Yeah, that’s part of where I was confused as well. I have consistent_cluster_management set to true on both nodes and has been from day 1. Both nodes return that result. Another thing to mention is this query :select value from system.scylla_local where key = ‘raft_group0_id’; doesn’t return anything either because that key doesn’t exist in scylla_local. That comes from the link you sent me earlier in the post.
Ok, now i feel a little dumb. I went into recovery mode night before last when trying to fix this. I have backed out of this and now this is the result of that query:
key | value
----------------------±-------------------------
group0_upgrade_state | use_post_raft_procedures
WDYM by “backed out”? Have you finished the recovery procedure? If you did anything from the procedure after “enter recovery mode step” (like truncated some Raft tables), then you need to finish it. If you only entered recovery mode, but then set group0_upgrade_state back to use_post_raft_procedures without removing any other data etc., then I guess everything should be fine.
So if you did anything else besides just entering recovery mode – you should finish the recovery procedure (starting by going into recovery mode again), and then proceed.
Otherwise we should be able to proceed now.
If we proceed, then the next step is to check the results of select * from system.raft_state again.
So looks like nodetool status is consistent with raft state, there are no “ghost members” anymore.

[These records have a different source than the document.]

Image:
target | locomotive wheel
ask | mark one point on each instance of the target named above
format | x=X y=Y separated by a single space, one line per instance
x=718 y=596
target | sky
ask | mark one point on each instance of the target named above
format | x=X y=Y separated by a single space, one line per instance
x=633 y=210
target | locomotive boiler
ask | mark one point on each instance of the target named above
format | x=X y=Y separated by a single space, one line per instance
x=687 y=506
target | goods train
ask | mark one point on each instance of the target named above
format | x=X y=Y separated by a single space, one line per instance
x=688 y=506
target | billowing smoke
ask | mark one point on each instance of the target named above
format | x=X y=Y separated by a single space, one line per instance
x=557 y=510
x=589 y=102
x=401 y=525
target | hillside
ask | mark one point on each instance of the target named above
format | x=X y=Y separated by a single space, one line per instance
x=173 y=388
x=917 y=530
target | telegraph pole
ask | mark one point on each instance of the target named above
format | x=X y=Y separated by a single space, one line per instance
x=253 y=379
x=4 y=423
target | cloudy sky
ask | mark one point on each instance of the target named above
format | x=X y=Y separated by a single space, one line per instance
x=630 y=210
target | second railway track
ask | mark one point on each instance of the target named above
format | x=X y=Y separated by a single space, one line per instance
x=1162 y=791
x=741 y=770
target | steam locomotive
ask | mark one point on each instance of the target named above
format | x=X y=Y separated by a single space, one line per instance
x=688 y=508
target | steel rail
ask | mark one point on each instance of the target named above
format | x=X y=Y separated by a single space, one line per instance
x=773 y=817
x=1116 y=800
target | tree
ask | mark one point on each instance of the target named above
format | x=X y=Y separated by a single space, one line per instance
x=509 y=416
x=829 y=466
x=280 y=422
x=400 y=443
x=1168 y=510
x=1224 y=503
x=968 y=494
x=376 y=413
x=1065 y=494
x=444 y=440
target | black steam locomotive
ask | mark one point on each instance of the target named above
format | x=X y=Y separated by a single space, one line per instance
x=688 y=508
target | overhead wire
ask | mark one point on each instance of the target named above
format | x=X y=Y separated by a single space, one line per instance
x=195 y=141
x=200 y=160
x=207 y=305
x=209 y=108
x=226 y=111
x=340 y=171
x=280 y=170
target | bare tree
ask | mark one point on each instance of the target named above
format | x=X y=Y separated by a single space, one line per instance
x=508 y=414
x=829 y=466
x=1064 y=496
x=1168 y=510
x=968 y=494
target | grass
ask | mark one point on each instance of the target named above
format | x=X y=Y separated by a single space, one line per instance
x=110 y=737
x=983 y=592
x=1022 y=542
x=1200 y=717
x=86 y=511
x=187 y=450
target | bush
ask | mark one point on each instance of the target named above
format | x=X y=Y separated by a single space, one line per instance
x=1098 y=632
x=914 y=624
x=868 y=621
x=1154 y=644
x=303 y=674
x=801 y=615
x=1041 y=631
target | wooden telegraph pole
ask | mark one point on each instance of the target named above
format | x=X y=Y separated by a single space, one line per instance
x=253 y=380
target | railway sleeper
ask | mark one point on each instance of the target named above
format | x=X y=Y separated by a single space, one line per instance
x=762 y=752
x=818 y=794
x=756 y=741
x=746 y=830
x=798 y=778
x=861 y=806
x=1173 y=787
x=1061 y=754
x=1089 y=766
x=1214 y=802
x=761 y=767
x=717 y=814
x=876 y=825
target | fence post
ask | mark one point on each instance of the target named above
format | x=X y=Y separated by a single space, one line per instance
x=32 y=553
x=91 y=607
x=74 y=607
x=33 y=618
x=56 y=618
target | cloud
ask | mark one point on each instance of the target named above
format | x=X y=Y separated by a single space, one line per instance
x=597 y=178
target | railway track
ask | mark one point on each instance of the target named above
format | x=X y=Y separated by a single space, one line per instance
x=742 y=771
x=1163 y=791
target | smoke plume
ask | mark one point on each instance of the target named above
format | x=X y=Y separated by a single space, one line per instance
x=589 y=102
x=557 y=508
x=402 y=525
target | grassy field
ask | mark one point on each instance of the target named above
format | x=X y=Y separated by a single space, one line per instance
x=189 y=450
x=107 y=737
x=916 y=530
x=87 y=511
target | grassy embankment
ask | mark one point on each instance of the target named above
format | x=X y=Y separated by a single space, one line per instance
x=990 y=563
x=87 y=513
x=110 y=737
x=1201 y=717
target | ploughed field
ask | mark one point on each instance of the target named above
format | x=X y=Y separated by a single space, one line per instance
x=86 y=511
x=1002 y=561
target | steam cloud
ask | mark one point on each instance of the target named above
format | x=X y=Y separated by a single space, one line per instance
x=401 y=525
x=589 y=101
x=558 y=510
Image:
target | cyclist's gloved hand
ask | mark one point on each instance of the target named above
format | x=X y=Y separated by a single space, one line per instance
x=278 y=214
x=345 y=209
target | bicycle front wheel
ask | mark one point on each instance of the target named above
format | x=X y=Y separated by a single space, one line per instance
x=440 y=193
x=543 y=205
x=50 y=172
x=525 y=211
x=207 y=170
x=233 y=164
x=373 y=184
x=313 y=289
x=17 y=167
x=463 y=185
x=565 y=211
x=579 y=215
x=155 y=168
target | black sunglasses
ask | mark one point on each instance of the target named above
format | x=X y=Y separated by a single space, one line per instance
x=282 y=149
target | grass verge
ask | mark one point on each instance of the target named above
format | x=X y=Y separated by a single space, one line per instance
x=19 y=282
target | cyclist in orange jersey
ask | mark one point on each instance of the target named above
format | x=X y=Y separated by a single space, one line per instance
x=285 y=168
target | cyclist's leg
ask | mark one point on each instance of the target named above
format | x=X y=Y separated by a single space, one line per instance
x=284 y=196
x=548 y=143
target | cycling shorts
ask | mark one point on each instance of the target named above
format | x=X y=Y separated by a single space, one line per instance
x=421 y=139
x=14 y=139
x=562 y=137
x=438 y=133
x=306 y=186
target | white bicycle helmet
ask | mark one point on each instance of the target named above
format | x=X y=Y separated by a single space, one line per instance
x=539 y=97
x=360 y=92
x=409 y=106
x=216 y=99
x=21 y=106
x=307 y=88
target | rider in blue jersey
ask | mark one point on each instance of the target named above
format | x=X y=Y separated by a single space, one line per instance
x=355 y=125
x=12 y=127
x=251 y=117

Try to boot the new node again. Make sure you don’t use old work directories from previous boot attempts though – clear the old data from node which failed to boot if you do it on the same machine.
If it again gets stuck on “fail to resolve IP” please save the host ID, we’ll have to determine what node this host ID belongs to.
Ok, did the following (noting it here for posterity)
Removed all the data from 10.0.137.180
Ensured cassandra-rackdc.properties was set to datacenter1/rack1
Ensured the seeds were correct in scylla.yaml and all the parameters matched (consistent_cluster_management, etc)
Started scylla
Now the node has successfully joined datacenter1. I am now going to create 3 new nodes and attempt to join datacenter2 to this cluster.